The book Gender Queer by Maia Kobabe, which tackles the hardship of coming out and discovering one’s gender identity, is one of the most banned. Since it was published in 2019, it has been challenged by groups in at least 11 states, including Texas, Florida and Pennsylvania.
Clockwise from left: To Kill a Mockingbird, The Handmaid’s Tale, Thirteen Reasons Why and Harry Potter and the Sorcerer’s Stone.
Elsewhere, Toni Morrison’s The Bluest Eye, a novel which addresses racial and gender oppression, was recently ordered to be removed from school libraries in Florida and Missouri. Out of Darkness by Ashley Hope Perez chronicles a love affair between a Mexican American girl and a Black boy in 1930s Texas. Over the past year it has been banned in multiple states.
“I was disappointed that it was being allowed to happen, it just didn’t make sense to me that it could happen like that,” Johnson says of the spate of bans. Johnson, whose mother is waiting in a car outside the bookstore while the group meets, likes reading but says she is a slow reader. “I find it way easier to read with other people, and then talk about it. So I have a whole group of people to talk about it with.”
Her dad, who used to serve on the Kutztown school board, has been particularly animated on the topic.
“I hear him rant about it,” Johnson says.
As for the efforts, which are happening increasingly close to home, Johnson said any attempts to ban books at her school would be misguided.

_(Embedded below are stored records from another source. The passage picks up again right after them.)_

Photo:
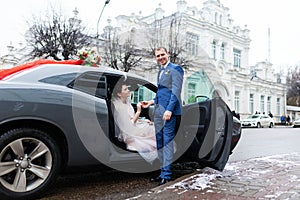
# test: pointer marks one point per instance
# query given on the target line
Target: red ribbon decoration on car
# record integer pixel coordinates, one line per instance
(7, 72)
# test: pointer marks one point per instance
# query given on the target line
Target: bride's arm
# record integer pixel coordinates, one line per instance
(137, 113)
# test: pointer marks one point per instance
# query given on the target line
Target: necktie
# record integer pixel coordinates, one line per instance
(161, 71)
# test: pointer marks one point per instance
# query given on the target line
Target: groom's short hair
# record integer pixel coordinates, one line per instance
(160, 48)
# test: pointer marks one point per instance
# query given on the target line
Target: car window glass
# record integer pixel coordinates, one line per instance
(91, 83)
(198, 88)
(141, 93)
(63, 79)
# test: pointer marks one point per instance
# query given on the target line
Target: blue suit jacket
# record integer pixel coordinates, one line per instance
(169, 89)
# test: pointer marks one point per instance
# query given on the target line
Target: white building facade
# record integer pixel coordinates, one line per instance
(214, 44)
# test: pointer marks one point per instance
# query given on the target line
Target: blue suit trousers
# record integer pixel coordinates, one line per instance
(165, 133)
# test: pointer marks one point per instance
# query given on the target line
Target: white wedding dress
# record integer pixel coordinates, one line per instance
(139, 136)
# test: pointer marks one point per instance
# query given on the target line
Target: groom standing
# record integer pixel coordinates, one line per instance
(167, 112)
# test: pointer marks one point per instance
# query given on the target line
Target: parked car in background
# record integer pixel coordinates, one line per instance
(58, 114)
(296, 123)
(258, 121)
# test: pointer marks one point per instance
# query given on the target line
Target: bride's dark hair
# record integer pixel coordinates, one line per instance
(118, 87)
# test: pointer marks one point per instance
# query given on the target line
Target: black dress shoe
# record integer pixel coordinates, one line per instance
(163, 181)
(156, 179)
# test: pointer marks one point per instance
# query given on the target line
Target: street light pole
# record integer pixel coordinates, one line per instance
(106, 2)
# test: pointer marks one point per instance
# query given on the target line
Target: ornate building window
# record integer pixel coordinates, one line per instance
(278, 106)
(222, 52)
(214, 50)
(237, 101)
(251, 103)
(192, 41)
(191, 92)
(236, 58)
(216, 18)
(268, 104)
(262, 103)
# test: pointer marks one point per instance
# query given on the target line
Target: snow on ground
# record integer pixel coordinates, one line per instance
(207, 175)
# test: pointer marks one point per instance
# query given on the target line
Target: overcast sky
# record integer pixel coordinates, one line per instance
(282, 17)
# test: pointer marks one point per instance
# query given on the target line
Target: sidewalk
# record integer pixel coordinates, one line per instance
(272, 177)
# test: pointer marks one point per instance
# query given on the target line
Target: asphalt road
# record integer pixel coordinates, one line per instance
(117, 185)
(259, 142)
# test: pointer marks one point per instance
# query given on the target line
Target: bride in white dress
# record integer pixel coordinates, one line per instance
(139, 135)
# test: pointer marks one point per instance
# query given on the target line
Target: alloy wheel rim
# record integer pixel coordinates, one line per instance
(24, 164)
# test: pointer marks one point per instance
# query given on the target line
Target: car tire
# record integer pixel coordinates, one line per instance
(30, 160)
(258, 125)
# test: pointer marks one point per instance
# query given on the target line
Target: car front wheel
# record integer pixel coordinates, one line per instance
(258, 125)
(29, 162)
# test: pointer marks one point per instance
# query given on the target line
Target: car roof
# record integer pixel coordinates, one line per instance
(36, 70)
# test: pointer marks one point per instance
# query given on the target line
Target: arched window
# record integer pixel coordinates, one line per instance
(222, 52)
(214, 50)
(216, 18)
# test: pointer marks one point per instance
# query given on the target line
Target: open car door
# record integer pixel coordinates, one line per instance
(205, 131)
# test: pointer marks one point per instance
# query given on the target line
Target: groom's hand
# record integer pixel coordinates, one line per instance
(167, 115)
(146, 104)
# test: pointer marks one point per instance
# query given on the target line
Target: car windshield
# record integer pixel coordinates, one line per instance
(253, 117)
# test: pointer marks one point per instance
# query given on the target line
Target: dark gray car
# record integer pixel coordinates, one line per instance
(54, 116)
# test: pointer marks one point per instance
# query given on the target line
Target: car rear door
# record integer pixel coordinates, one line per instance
(206, 128)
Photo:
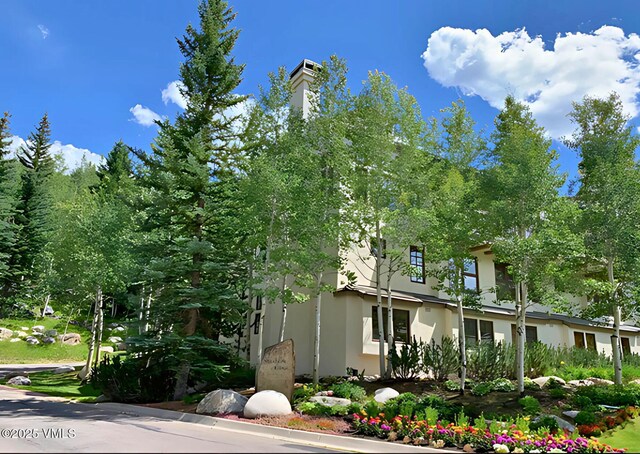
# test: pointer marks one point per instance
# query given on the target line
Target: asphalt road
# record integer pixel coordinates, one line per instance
(32, 423)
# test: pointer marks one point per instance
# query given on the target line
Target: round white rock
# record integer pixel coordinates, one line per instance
(267, 403)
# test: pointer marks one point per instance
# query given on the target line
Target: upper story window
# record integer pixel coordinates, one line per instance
(470, 275)
(505, 287)
(416, 262)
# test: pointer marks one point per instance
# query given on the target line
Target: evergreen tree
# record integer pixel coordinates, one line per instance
(8, 207)
(608, 198)
(35, 200)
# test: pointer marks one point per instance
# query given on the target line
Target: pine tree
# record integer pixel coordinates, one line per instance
(8, 207)
(35, 200)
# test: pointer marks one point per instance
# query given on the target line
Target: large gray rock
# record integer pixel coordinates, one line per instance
(542, 381)
(267, 403)
(330, 401)
(222, 401)
(70, 338)
(20, 380)
(5, 333)
(64, 369)
(384, 394)
(277, 370)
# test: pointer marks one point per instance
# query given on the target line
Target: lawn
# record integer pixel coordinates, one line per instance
(627, 437)
(61, 385)
(23, 353)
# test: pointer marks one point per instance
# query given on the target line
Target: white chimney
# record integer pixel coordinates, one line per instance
(301, 79)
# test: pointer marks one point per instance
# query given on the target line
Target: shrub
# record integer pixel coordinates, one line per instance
(502, 385)
(585, 417)
(481, 389)
(548, 422)
(349, 390)
(452, 385)
(441, 360)
(530, 405)
(406, 364)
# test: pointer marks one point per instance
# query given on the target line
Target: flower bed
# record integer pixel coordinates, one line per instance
(499, 437)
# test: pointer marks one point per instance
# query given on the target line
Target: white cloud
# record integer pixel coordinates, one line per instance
(172, 93)
(143, 115)
(71, 155)
(580, 64)
(44, 31)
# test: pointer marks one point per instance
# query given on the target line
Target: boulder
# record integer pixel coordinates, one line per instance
(222, 401)
(330, 401)
(5, 333)
(267, 403)
(384, 394)
(542, 381)
(64, 369)
(70, 338)
(19, 380)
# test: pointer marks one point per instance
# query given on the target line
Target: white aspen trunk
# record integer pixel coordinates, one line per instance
(390, 333)
(100, 326)
(615, 338)
(283, 320)
(86, 370)
(379, 300)
(316, 338)
(462, 338)
(521, 335)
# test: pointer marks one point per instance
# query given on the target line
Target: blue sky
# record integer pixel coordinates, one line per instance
(89, 63)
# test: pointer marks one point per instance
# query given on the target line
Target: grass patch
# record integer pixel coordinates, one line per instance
(23, 353)
(624, 437)
(61, 385)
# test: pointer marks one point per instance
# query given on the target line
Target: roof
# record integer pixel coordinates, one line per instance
(419, 298)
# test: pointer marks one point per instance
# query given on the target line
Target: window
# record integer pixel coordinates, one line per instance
(400, 324)
(626, 345)
(416, 261)
(477, 330)
(585, 340)
(470, 275)
(530, 333)
(505, 288)
(374, 248)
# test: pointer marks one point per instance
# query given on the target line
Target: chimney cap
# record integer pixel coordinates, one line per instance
(304, 64)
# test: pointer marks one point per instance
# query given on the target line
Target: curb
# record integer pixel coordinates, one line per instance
(310, 438)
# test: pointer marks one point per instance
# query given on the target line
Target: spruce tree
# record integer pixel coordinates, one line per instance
(35, 199)
(8, 206)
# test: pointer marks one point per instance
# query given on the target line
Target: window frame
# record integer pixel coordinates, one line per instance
(413, 255)
(374, 324)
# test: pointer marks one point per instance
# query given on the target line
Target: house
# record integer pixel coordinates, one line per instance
(349, 325)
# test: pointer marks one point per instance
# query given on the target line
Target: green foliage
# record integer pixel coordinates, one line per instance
(530, 405)
(502, 385)
(441, 360)
(349, 390)
(482, 389)
(585, 417)
(406, 363)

“It would suck!” she says.
Elijah Sicher, left, and Jillian Rager.
“And usually it’s out of hate from that person, like against a community. A little kid, it’s not going to make them a certain way, it’s going to help them find out they’re a certain way.”
After an hour and a half, the book club draws to a close. The pig, placed on the table to represent the pig elites of Animal Farm, is removed, and relegated to a place on a shelf.
Jesse Hastings, a tall 16-year-old with dark glasses, holds a new copy of The Hate U Give – all the book club’s literature is funded by a wave of donations – as she heads out into the brisk Kutztown night. Hastings, who had offered assured commentary during the Animal Farm discussion, says she was “shocked” by the spate of bannings: “And especially for some of the ridiculous reasons that some books are being banned.”
“A lot of the books were banned just because they had Black representation of LGBTQ representation,” she says.
“Especially for young kids who are queer, or are people of color, it’s really important to see representation if books, and if you aren’t allowed access to that then that can be detrimental.”
The Hate U Give by Angie Thomas. Right, Bridget Johnson, who at 13 is the youngest of the group.
As well as the impact on people who might have found kinship with banned authors, or representation in now-restricted books, Hastings says there is another unsavory aspect to all of this.
“It is a major issue, because already there’s a huge lack of representation of minorities in novels. And you know, there’s banning of books that discuss politics and things.
“I think it leads to a lot of kids being a lot more closed-minded.”